Soddisfazione da parte della Federazione Italiana Editori Giornali per il risultato dell’audizione che si è svolta oggi presso la Commissione Affari Costituzionali del Senato, per il Ddl Editoria. Un disegno di legge che interviene positivamente in maniera sistematica sul settore dell’editoria e recepisce parte del lavoro svolto dal Tavolo per l’editoria e alcune proposte degli editori per interventi strutturali per l’evoluzione del settore”, ha commentato a caldo Fabrizio Carotti, Direttore generale della Fieg. “Alcuni interventi andrebbero resi di immediata applicazione e si potrebbero introdurre misure importanti, come la difesa del diritto d’autore on-line e la promozione della lettura dei contenuti informativi di qualità”.

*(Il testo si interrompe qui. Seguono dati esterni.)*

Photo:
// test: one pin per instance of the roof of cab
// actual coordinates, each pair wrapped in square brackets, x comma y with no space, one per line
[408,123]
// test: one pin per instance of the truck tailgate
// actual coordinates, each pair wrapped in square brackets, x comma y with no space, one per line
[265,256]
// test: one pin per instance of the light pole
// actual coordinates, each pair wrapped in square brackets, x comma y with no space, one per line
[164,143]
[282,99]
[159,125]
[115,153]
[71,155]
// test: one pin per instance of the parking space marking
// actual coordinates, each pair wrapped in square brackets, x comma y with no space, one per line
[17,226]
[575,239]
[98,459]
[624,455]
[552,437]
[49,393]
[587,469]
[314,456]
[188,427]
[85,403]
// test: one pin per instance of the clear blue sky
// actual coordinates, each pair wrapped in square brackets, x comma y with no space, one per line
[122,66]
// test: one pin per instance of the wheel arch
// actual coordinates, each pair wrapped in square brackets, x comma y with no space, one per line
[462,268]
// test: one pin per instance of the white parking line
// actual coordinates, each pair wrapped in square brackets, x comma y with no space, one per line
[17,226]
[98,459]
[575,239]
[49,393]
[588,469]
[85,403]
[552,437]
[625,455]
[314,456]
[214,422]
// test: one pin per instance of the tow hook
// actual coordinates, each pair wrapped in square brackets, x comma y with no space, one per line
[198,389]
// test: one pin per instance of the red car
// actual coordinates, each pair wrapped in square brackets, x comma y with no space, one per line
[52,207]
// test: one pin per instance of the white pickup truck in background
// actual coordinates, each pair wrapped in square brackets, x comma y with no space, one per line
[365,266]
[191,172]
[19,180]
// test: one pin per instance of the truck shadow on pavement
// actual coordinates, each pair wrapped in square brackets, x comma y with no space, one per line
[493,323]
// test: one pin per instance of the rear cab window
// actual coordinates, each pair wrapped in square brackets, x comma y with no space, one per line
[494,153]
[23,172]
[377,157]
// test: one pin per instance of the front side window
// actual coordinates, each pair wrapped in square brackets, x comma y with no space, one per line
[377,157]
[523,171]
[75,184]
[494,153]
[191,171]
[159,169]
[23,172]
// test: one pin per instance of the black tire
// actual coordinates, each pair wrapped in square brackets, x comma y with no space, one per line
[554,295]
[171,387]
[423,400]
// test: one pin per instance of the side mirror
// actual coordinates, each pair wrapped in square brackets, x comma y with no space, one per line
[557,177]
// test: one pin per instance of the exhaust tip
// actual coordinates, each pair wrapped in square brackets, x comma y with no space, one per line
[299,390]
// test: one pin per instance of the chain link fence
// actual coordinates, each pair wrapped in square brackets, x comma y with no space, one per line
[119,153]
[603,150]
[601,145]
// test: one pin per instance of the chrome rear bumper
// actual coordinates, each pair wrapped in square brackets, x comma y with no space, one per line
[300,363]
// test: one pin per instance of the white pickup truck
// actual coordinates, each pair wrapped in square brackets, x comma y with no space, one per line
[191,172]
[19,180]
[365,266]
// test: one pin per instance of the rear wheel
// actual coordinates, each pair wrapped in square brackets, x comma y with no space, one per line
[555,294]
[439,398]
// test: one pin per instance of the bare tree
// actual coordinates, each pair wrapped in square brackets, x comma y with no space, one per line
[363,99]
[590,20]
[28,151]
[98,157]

Il disegno di legge sembra contenere importanti disposizioni che potrebbero giovare al settore: gli incentivi fiscali per gli investimenti pubblicitari sulla stampa, gli incentivi per l’innovazione dell’offerta informativa, interventi sulla liberalizzazione, modernizzazione e informatizzazione della rete di vendita, nonché le misure per una organica revisione della disciplina dei contributi diretti. “Tuttavia”, avverte Carotti, “si tratta di misure in forma di delega al Governo e quindi non immediatamente operative”.
Sul piano delle risorse, la Fieg valuta positivamente la decisione di destinare al Fondo per il pluralismo e l’innovazione dell’informazione una parte delle maggiori entrate del canone di abbonamento alla televisione, mentre esprime un giudizio critico sul contributo di solidarietà a carico delle concessionarie pubblicitarie della stampa e della pubblicità raccolta direttamente dagli editori.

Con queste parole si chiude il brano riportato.